Board Member in Spotlight pt. 4: Esko Vanninen
“Having good thoughts and ideas is not enough on its own. Your environment and timing must also be right to properly kick-start activities. We have needed to be patient, but have thankfully eventually reached the current situation.”
Making full use of potential
We have over 4,000 employees here at the Hospital District of Northern Savo, all of them top experts in their fields. Nearly every day, we encounter development needs that could be solved with some kind of a technological solution or new operating model or which could benefit from data utilisation.
I think the hospital district should also definitely be used as a facilitator of regional development. We have major potential for collaboration with companies and education institutions. Developing new innovations and products emerging from healthcare needs also creates jobs and tax revenue in the region. This helps developing the vitality of the region’s municipalities.
As the owners of the hospital district, the municipalities should be able to see this continuum. I hope that Kuopio Health can serve as a bridge-builder in this context to make the possibilities for collaboration clearly visible.
This is a matter largely related to financial issues. While a challenging financial situation is considered to prevent collaboration, the benefits brought by collaboration are actually the very solution to these financial problems.
Roots going back decades
I will retire from my job as the director of research and innovations at the Hospital District of Northern Savo at the turn of the year. Despite this, I am looking forward to continuing working on Kuopio Health if the ecosystem can benefit from my expertise or experience. This is an inspiring opportunity.
I already worked as a specialist in clinical physiology and isotope medicine in the 1990s. At the start of the 2000s, I was working on my thesis related to leadership.

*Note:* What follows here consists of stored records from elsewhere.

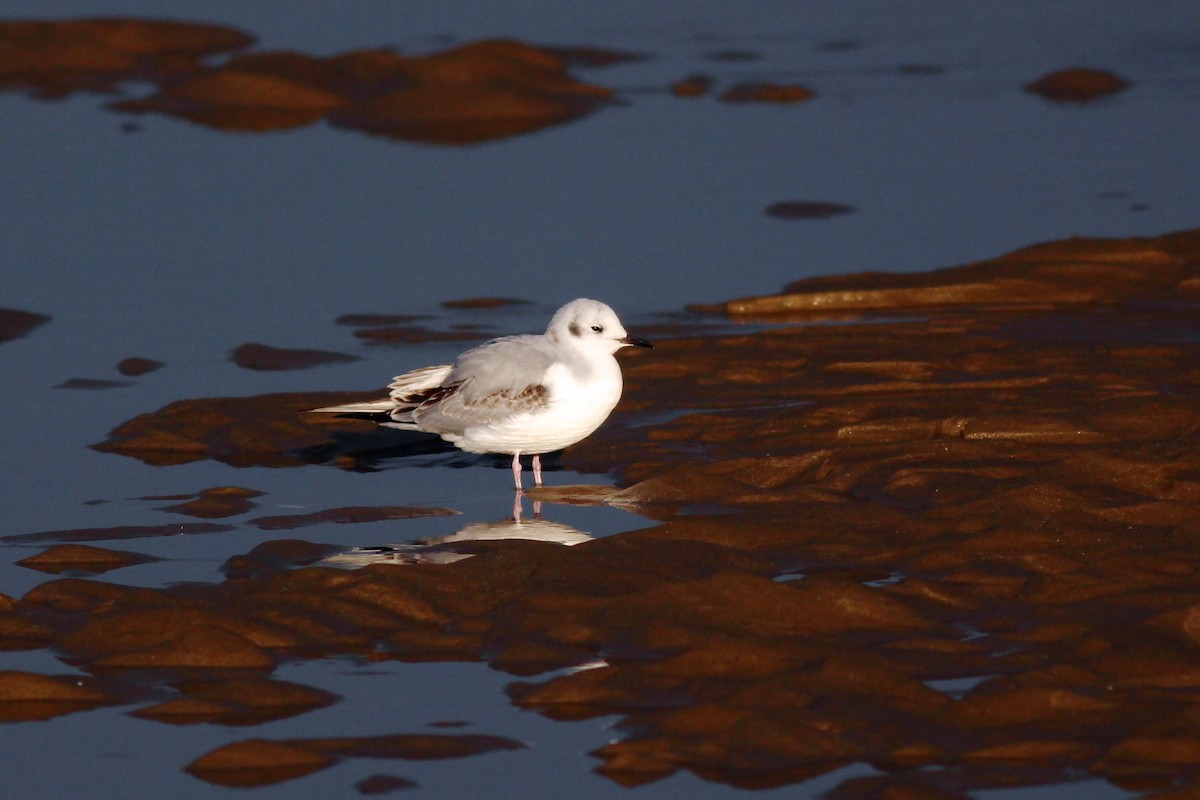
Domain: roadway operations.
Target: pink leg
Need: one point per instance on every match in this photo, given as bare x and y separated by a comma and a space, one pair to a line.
516, 470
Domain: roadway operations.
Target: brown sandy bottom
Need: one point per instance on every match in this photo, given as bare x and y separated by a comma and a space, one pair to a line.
943, 524
475, 92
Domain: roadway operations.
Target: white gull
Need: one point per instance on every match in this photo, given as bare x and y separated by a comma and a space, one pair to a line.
520, 395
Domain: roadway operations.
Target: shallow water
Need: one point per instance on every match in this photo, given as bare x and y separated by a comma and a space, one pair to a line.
178, 242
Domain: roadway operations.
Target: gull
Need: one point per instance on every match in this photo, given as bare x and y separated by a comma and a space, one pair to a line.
520, 395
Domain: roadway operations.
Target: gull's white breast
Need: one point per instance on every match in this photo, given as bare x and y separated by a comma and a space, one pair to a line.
576, 407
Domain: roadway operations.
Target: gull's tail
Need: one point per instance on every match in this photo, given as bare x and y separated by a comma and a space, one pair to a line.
382, 405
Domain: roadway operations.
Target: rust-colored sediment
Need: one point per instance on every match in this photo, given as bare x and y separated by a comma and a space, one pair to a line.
942, 524
1078, 85
475, 92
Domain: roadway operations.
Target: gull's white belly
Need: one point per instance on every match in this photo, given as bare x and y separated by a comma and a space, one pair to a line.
575, 409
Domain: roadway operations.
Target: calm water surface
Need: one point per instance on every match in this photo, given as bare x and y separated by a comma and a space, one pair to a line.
177, 242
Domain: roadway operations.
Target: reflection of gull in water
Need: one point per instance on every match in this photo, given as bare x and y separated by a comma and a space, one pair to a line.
448, 549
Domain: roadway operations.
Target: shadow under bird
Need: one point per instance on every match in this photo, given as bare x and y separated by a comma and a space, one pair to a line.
517, 395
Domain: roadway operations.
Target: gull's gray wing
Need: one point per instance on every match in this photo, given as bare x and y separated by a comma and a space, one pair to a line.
489, 384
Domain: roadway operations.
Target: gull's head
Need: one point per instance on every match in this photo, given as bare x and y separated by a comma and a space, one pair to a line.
591, 325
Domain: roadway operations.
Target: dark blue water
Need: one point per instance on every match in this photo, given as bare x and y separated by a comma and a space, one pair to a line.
178, 242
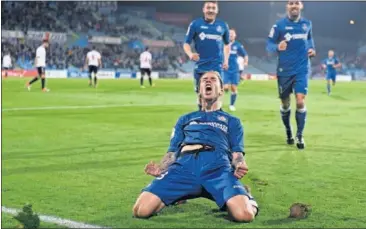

This involved reflection on how my unit at the time could engage in more extensive collaboration with companies and serve as a testing platform.
That idea did not gain support at the time – it took around ten years until the Living Lab activities were launched. This is a service currently in high demand. Thankfully, companies have brand new potential for collaborating with the hospital district these days. As this shows, having good thoughts and ideas is not enough on its own. Your environment and timing must also be right to properly kick-start activities. We have needed to be patient, but have thankfully eventually reached the current situation.
At the isotope medicine unit in clinical physiology, we conducted a lot of patient-specific examinations, including those measuring lung and heart function. I remember that, back then, a young company called Medikro was carrying out its product development and generating ideas with us. Now, I am in the Kuopio Health Board together with the company’s current CEO, Tuukka Eloranta.
This is a collaboration that started decades ago, and now is the time to make use of its full potential.
Kuopio Health’s role is to build trust
I hope that Kuopio Health activities can make a genuine impact. I also think that building trust is a key prerequisite for collaboration in the ecosystem.
I believe that building trust can be a challenging task, particularly in the business sector. As a rule, mutual trust can emerge more easily among public agents that all fund their activities with tax revenue. Indeed, my wish is that the Kuopio Health ecosystem can show leadership that promotes and fosters building this sort of trust.